Der große Durchbruch

Mehr als zwei Jahre ist es her, dass Unikat mit den KYTES gesprochen hat und in diesen Jahren hat sich einiges bei der Münchner Band getan. Ich treffe Michi und Timothy in ihrem Bandraum im schönen Giesing und sie erzählen mir von ihrem großen Durchbruch. Der fand in den letzten Monaten genau hier statt – und zwar mit Schutzbrille und Vorschlaghammer. Jetzt sitzen sie zufrieden im doppelt so großen Bandraum und erzählen mir von ihrer Geschichte, ihrer Musik, ihren Plänen und auch von ihrer Münchenliebe. Denn, was die New York Times erst kürzlich festgestellt hat, wissen die Jungs von KYTES schon lange: München ist cool.
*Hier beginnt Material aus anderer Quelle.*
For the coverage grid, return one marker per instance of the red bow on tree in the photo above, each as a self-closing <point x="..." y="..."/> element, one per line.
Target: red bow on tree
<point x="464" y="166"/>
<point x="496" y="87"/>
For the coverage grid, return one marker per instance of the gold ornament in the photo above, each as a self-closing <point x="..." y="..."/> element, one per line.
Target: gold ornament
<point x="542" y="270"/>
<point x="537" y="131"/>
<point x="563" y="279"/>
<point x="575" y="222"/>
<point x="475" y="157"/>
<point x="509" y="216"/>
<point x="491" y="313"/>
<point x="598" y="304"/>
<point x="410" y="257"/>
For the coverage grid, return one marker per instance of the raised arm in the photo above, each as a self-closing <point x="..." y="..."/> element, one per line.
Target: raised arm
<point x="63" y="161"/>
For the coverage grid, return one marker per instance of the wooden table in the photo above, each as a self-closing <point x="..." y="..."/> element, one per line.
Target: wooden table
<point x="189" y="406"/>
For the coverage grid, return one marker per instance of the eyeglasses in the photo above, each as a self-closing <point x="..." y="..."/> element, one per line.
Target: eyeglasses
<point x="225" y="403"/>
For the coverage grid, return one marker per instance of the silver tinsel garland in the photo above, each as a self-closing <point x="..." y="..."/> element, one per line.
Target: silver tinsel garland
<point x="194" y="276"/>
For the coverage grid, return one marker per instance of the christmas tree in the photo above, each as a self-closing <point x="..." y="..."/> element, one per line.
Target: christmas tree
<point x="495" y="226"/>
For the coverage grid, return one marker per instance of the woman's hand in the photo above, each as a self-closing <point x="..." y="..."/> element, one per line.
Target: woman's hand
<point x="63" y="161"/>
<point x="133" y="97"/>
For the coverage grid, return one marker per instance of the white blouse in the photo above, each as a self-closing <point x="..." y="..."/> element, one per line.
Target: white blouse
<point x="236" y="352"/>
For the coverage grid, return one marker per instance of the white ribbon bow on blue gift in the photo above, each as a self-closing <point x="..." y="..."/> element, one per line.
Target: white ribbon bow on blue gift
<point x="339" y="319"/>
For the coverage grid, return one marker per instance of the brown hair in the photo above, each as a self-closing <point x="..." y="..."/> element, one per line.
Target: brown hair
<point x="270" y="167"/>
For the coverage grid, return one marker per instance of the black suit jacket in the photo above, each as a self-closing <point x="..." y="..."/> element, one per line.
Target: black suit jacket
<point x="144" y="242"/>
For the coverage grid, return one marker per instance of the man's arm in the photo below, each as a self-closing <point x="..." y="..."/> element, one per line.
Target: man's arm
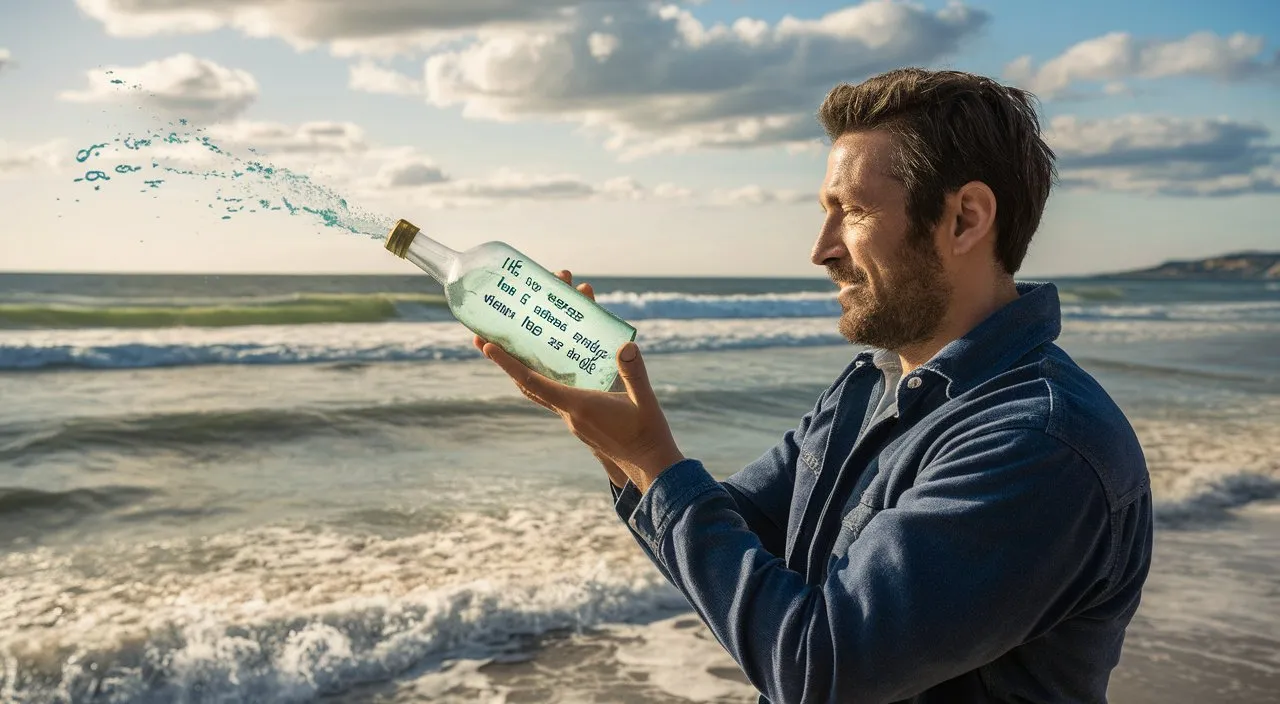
<point x="760" y="492"/>
<point x="997" y="542"/>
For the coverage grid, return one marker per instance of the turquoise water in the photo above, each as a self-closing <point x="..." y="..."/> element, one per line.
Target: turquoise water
<point x="250" y="184"/>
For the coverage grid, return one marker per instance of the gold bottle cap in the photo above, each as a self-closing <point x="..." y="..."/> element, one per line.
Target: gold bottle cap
<point x="401" y="237"/>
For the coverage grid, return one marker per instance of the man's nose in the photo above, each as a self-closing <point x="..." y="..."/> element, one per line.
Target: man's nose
<point x="830" y="245"/>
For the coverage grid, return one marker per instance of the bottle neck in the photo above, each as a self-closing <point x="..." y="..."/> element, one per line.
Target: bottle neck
<point x="432" y="256"/>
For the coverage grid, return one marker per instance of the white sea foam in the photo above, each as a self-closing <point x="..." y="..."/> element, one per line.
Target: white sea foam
<point x="284" y="615"/>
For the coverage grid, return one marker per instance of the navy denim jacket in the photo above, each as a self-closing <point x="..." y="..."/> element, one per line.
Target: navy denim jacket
<point x="987" y="544"/>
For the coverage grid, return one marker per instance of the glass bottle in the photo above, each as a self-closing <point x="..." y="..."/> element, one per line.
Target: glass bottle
<point x="511" y="301"/>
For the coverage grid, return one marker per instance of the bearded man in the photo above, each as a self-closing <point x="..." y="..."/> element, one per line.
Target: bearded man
<point x="965" y="513"/>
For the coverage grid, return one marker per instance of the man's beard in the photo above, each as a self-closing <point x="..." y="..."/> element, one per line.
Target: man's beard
<point x="910" y="307"/>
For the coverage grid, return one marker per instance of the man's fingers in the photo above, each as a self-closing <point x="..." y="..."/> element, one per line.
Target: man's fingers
<point x="534" y="397"/>
<point x="524" y="376"/>
<point x="635" y="376"/>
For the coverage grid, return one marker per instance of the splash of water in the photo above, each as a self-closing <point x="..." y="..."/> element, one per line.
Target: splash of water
<point x="252" y="184"/>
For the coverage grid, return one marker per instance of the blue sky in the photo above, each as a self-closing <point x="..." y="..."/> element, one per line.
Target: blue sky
<point x="609" y="136"/>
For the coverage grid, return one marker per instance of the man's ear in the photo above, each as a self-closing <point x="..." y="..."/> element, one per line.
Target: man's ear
<point x="973" y="206"/>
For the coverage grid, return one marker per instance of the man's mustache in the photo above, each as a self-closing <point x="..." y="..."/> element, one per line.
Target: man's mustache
<point x="844" y="273"/>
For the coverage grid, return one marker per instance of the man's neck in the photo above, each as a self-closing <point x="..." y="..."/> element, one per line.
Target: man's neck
<point x="968" y="310"/>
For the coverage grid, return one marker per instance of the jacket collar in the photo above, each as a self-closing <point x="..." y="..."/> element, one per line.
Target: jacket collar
<point x="1025" y="323"/>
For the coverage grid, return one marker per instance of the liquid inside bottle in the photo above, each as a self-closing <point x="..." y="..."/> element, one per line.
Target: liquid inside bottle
<point x="511" y="301"/>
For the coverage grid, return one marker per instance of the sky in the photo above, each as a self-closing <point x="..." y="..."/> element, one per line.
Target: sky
<point x="609" y="137"/>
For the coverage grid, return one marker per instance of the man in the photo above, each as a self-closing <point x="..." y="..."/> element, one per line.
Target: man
<point x="964" y="515"/>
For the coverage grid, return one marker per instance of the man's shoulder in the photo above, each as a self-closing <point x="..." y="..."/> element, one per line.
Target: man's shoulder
<point x="1047" y="392"/>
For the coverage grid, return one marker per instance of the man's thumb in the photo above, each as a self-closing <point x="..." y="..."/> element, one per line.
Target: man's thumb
<point x="635" y="376"/>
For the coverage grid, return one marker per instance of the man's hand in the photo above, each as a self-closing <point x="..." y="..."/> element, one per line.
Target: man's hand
<point x="626" y="430"/>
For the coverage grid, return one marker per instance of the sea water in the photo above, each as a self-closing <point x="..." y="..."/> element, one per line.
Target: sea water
<point x="370" y="511"/>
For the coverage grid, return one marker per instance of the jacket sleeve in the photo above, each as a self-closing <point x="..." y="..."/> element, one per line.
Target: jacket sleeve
<point x="760" y="492"/>
<point x="999" y="539"/>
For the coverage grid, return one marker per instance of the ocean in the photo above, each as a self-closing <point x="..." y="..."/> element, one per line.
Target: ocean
<point x="314" y="489"/>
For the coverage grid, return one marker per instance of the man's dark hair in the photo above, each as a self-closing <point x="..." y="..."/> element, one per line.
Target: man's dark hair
<point x="951" y="128"/>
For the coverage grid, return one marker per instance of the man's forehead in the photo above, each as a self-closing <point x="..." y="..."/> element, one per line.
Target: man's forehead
<point x="860" y="160"/>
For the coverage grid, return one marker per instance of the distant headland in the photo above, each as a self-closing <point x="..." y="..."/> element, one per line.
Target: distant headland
<point x="1233" y="266"/>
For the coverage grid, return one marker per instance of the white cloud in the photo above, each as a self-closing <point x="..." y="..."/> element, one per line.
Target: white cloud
<point x="183" y="85"/>
<point x="419" y="179"/>
<point x="306" y="138"/>
<point x="1159" y="155"/>
<point x="356" y="27"/>
<point x="408" y="173"/>
<point x="1118" y="56"/>
<point x="672" y="83"/>
<point x="602" y="45"/>
<point x="757" y="195"/>
<point x="373" y="78"/>
<point x="16" y="159"/>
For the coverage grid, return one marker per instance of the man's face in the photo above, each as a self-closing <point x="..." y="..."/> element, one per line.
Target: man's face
<point x="894" y="289"/>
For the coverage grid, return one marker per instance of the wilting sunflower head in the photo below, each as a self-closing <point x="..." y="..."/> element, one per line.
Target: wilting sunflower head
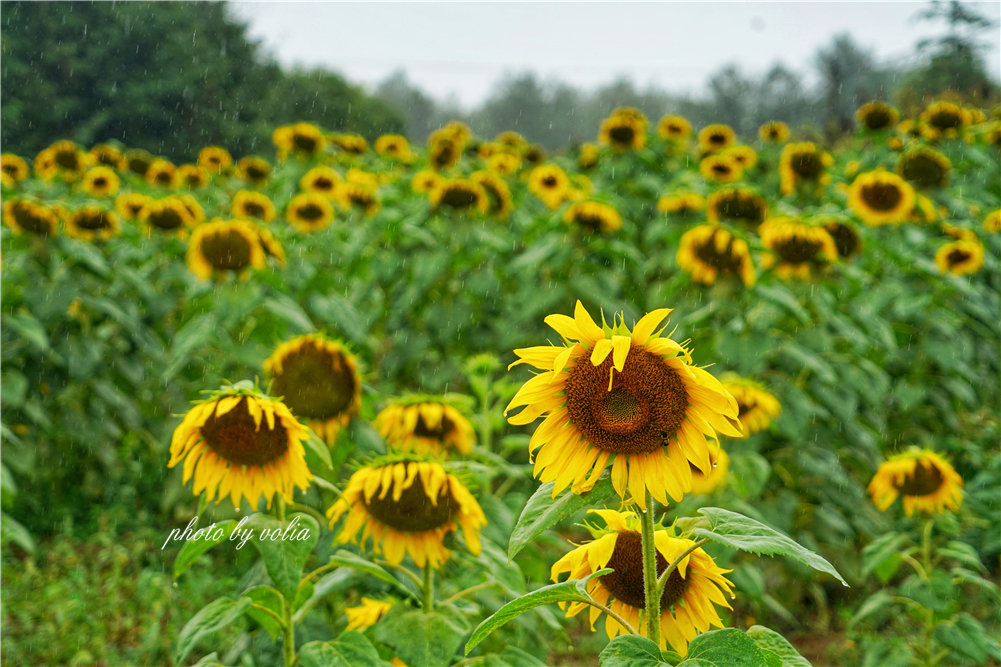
<point x="877" y="116"/>
<point x="221" y="247"/>
<point x="594" y="216"/>
<point x="774" y="131"/>
<point x="924" y="480"/>
<point x="692" y="590"/>
<point x="960" y="257"/>
<point x="881" y="197"/>
<point x="709" y="251"/>
<point x="318" y="380"/>
<point x="407" y="506"/>
<point x="924" y="167"/>
<point x="309" y="211"/>
<point x="101" y="181"/>
<point x="758" y="408"/>
<point x="92" y="222"/>
<point x="425" y="425"/>
<point x="241" y="444"/>
<point x="632" y="399"/>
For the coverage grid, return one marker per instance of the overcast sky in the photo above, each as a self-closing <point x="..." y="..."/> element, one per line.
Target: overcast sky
<point x="462" y="49"/>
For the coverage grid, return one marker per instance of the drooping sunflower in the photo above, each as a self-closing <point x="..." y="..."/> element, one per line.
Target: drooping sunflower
<point x="630" y="399"/>
<point x="880" y="197"/>
<point x="924" y="167"/>
<point x="687" y="607"/>
<point x="757" y="408"/>
<point x="796" y="247"/>
<point x="709" y="251"/>
<point x="407" y="506"/>
<point x="309" y="211"/>
<point x="924" y="480"/>
<point x="318" y="380"/>
<point x="960" y="257"/>
<point x="425" y="425"/>
<point x="241" y="444"/>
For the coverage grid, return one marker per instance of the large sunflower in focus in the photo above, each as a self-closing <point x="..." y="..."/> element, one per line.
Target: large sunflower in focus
<point x="924" y="480"/>
<point x="632" y="399"/>
<point x="692" y="590"/>
<point x="242" y="444"/>
<point x="407" y="507"/>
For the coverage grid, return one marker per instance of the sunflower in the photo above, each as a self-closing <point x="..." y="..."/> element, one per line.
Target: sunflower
<point x="716" y="137"/>
<point x="92" y="222"/>
<point x="634" y="399"/>
<point x="242" y="444"/>
<point x="101" y="181"/>
<point x="960" y="257"/>
<point x="924" y="166"/>
<point x="877" y="116"/>
<point x="594" y="216"/>
<point x="774" y="131"/>
<point x="425" y="426"/>
<point x="757" y="408"/>
<point x="880" y="197"/>
<point x="318" y="380"/>
<point x="709" y="251"/>
<point x="692" y="590"/>
<point x="925" y="480"/>
<point x="309" y="211"/>
<point x="425" y="505"/>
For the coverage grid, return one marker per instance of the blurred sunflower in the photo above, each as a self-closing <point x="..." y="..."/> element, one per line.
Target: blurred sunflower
<point x="634" y="399"/>
<point x="924" y="480"/>
<point x="407" y="507"/>
<point x="425" y="426"/>
<point x="242" y="444"/>
<point x="692" y="590"/>
<point x="309" y="211"/>
<point x="709" y="251"/>
<point x="318" y="380"/>
<point x="881" y="197"/>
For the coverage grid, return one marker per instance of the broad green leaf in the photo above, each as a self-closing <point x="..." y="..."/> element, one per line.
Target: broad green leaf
<point x="574" y="590"/>
<point x="740" y="532"/>
<point x="212" y="617"/>
<point x="542" y="512"/>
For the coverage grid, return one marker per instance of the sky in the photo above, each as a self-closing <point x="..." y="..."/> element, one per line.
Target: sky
<point x="460" y="50"/>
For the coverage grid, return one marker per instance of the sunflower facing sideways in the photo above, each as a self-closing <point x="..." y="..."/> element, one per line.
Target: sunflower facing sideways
<point x="407" y="506"/>
<point x="632" y="399"/>
<point x="241" y="444"/>
<point x="693" y="590"/>
<point x="924" y="480"/>
<point x="318" y="380"/>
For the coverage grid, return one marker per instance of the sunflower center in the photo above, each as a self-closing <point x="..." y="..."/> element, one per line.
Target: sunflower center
<point x="644" y="410"/>
<point x="235" y="438"/>
<point x="413" y="512"/>
<point x="926" y="480"/>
In den Anfängen von KYTES musste sich die Band aber gerade dafür ständig rechtfertigen: Eine Indie-Band wäre doch in Berlin viel besser aufgehoben. Wieso denn ausgerechnet München?

Michi: Wir haben hier alles, was wir brauchen, uns gefällts hier voll gut. Und man ist eh selten hier, deswegen ist es immer schön wieder hierherzukommen.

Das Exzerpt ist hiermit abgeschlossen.